$5,000 grant helps NL start astronomy program
Things are looking up for an astronomy program at Northern Lehigh Middle School.
District Superintendent Matthew J. Link shared at Monday’s school board meeting that the district was the recipient of a $5,000 grant from the Northern Lehigh Education Foundation.
“Our Northern Lehigh Education Foundation has again stepped up and done something quite remarkable for our school district,” Link said. “This is because they received the ITC funding again this year which they always dedicate for Northern Lehigh School District.”
Link said that at the end of last school year, middle school Principal David Hauser wrote a request to them to help get a program off the ground over at the middle school.
He said that Hauser requested $3,000, and the Education Foundation actually awarded the district $5,000.
“We have already purchased a state-of-the art telescope; it is professional quality, considered the industry standard for anyone not working in a university but kind of doing amateur stargazing and sky-watching,” Hauser said. “It’s an excellent piece of equipment.”

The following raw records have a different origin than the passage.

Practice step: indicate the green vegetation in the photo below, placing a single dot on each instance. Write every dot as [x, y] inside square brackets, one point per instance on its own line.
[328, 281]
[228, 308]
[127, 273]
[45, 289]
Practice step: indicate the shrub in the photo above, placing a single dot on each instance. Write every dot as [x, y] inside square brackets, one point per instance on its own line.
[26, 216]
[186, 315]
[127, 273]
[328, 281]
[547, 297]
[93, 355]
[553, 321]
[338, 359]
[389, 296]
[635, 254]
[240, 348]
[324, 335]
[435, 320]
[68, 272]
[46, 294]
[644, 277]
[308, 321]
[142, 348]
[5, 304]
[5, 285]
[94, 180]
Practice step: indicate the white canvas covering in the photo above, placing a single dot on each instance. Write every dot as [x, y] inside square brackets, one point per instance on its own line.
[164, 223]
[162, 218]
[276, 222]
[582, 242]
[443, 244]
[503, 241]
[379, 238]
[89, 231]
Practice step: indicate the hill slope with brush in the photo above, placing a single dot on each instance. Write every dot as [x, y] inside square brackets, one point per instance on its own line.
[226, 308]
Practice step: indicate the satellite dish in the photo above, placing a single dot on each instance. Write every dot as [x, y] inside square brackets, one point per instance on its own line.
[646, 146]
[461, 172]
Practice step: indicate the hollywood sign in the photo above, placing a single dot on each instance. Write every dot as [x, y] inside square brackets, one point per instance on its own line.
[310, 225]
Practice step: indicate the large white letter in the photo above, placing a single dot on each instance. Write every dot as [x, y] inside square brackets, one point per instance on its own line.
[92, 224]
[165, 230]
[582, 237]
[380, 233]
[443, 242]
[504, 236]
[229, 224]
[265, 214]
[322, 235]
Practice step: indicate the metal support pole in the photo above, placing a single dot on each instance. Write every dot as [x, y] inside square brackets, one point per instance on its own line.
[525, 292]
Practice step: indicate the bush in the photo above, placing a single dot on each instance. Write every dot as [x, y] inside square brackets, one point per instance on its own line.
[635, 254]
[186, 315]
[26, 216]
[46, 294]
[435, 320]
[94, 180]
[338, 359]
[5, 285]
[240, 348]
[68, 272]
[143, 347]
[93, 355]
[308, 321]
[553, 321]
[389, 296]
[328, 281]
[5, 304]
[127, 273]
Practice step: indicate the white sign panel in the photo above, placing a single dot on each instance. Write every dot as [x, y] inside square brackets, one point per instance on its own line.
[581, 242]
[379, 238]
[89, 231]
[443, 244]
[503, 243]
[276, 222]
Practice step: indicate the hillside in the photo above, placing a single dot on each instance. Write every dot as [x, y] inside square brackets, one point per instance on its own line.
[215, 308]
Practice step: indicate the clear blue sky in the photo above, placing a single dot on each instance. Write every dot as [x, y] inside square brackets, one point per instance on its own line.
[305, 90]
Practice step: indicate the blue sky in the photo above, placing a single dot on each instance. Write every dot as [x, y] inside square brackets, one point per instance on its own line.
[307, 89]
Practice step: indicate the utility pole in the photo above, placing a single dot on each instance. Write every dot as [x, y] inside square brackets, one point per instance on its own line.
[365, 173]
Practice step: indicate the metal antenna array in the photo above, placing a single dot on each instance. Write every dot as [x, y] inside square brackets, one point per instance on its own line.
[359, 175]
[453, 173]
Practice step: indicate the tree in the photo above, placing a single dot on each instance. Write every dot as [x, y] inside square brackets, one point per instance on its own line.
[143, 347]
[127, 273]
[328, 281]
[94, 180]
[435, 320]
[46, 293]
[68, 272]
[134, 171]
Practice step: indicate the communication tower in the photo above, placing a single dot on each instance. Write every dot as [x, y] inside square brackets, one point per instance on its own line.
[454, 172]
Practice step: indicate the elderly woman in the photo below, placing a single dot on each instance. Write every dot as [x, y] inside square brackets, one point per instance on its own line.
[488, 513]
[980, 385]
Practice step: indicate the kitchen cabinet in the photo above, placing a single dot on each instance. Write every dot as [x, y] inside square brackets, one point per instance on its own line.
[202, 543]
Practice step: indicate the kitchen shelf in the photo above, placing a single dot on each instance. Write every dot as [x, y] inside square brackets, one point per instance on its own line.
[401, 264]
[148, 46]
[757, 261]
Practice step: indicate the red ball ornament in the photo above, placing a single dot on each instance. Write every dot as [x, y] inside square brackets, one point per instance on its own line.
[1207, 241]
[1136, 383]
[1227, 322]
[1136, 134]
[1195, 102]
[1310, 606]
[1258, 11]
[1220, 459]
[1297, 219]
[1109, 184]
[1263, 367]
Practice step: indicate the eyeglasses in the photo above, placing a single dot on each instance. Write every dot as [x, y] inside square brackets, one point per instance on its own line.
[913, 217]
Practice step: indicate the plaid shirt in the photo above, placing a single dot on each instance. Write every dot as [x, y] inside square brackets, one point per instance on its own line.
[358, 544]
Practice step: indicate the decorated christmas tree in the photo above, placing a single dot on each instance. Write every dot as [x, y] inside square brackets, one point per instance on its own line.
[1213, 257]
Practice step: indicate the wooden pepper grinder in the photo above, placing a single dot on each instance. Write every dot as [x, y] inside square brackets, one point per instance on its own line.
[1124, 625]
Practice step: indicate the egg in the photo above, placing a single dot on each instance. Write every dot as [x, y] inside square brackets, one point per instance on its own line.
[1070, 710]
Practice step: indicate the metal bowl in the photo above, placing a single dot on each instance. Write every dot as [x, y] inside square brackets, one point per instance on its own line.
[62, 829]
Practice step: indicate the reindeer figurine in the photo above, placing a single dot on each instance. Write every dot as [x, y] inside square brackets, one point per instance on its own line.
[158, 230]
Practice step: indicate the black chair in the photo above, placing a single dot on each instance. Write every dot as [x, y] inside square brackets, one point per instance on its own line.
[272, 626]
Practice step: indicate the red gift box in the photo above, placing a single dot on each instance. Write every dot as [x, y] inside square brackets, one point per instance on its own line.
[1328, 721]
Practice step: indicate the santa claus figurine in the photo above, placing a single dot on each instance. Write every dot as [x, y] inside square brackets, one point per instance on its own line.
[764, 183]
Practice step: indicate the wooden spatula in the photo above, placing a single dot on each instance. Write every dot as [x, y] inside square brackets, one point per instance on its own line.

Hauser said that what they did not have was the astrophotography and imaging hardware and software that goes along with that.
“The telescope will allow you to view these objects,” Hauser said. “The other equipment brings them into clarity and allows you to see them and save pictures of them that are textbook quality that if you would go to any bookstore and buy a coffee-table book of outer space and the solar system and the cosmos, we will be able to generate pictures that are akin to that from our middle school.”
Hauser said they will be training their teachers and students, “and we have teachers very excited to dive right in”
“I expressed just a lot of gratitude to the Education Foundation for (their) generosity of helping us get that program underway and really taking things to the next level,” he said. “The sky is the limit when it comes to this endeavor, and we are very excited to get going.”
Director Gale Husack asked when the program would be held.
“The game-changer in the amount, the $3,000 grant that I initially wrote, was for the equipment that would talk to the telescope purchase, and that would work in tandem,” Hauser said. “The extra money, we’re going to have some discussion in the coming weeks about what the extra funds are going to be going to.”
Hauser said there are things that can be done during the daytime in school that are “more meteorological.”
“We’re also looking to have evening programs as well for the community at large,” he said. “So we’re going to try to do a nice soft roll out, get us used to the equipment, get everybody trained in it and then eventually open it up K-12, community at large.”
Hauser said they’ll be looking to get some mounts out in the middle school court yard.
“We have the perfect facility for it,” he said.